ここでエリサベトは、マリアの幸いがどこにあるのかを見事に言い当てています。マリアの幸い、それは「主がおっしゃったことは必ず実現すると信じた」ことにあるのです。そして、この幸いは、私たちにも与えられている幸いであるのです。不可能になることはない神の言葉、必ず実現する神の言葉を信じる幸い、それが、マリアの幸いであり、私たちの幸いでもあるのです。ですから、「主がおっしゃったことは必ず実現すると信じた方は、なんと幸いでしょう」というエリサベトの言葉は、私たちに対しても語られているのです。
2.マリアの賛歌
エリサベトの言葉を受けて、マリアは主をほめたたえます。46節から55節までをお読みします。

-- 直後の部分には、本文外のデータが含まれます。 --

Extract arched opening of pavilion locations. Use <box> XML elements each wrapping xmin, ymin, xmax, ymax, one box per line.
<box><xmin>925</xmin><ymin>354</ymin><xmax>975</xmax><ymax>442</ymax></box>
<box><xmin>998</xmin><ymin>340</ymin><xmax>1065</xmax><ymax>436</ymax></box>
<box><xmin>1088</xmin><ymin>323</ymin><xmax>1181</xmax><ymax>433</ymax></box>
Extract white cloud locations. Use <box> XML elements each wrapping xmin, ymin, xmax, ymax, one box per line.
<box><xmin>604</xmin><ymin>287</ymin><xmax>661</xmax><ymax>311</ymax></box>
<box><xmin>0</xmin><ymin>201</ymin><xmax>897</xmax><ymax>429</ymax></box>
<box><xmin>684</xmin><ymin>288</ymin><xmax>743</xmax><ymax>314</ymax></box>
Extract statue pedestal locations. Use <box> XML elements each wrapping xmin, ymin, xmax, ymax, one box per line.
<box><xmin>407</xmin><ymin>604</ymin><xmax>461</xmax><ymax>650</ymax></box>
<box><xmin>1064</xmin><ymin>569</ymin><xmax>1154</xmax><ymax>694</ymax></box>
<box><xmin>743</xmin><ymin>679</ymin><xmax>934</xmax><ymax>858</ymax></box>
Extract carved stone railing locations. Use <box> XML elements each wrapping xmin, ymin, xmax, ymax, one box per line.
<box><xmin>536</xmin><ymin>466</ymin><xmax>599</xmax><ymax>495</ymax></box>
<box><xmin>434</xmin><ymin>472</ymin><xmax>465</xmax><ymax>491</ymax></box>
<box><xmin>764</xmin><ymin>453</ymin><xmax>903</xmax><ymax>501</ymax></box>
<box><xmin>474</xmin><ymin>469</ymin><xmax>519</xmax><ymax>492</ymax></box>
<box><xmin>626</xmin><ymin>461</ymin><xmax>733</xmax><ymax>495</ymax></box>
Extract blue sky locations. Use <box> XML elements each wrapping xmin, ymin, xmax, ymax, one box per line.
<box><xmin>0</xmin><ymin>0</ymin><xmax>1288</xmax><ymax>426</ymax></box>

そこで、マリアは言った。「私の魂は主を崇め/私の霊は救い主である神を喜びたたえます。この卑しい仕え女に/目を留めてくださったからです。今から後、いつの世の人も/私を幸いな者と言うでしょう。力ある方が/私に大いなることをしてくださったからです。その御名は聖であり/その慈しみは代々限りなく/主を畏れる者に及びます。主は御腕をもって力を振るい/思い上がる者を追い散らし/権力ある者をその座から引き降ろし/低い者を高く上げ/飢えた人を良い物で満たし/富める者を何も持たせずに追い払い/慈しみを忘れず/その僕イスラエルを助けてくださいました。私たちの先祖に語られたとおり/アブラハムとその子孫に対してとこしえに。」
このマリアの賛歌には、マリアの信仰がよく表れています。マリアは、48節後半で「今から後、いつの世の人も/私を幸いな者と言うでしょう」と言います。そして、その理由を、「力ある方が/私に大いなることをしてくださったからです」と言うのです。マリアが神の子であるイエス・キリストの母となるのは、すべて神様がしてくださった大いなる恵みであるのです。マリアは、自分のことを、「卑しい仕え女」と言います。マリアは、自分が神様の御前に、取るに足らない、貧しい者であることをよく知っていたのです。だからこそ、マリアは、そのような自分に目を留めて、大いなることをしてくださった主をほめたたえるのです。「私の魂は主を崇め、私の霊は救い主である神を喜びたたえます」。「私の魂は主を崇め」の「崇め」は「大きくする」とも訳せます。主を崇めること、それは主を大きくすることです。そのとき必要なことは、自分が小さい者であることを弁えることです。マリアは、自分が小さい者であると正しく認識していたからこそ、主を大きくすることができたのです。私たちが礼拝でしていることも、主を崇めること、主を大きくすることです。もし、私たちが、「私は神様から恵みをいただいて当然な者だ。私は神様から恵みをいただくのにふさわしい者だ」と考えるならば、私たちは、神様を崇めること(大きくすること)はできません。しかし、私たちが、「私は本来、神様の御前に立つことができない罪人である。自分の罪のゆえに滅ぼされても当然の身である」と弁えるならば、私たちは神様を崇めること(大きくすること)ができるのです。実際、私たちがささげている礼拝は、そのような順序になっています。私たちは、罪の告白をして、赦しの宣言を受けて、救い主である神を崇めているのです。私たちは罪赦された者として、救い主である神を喜びたたえているのです。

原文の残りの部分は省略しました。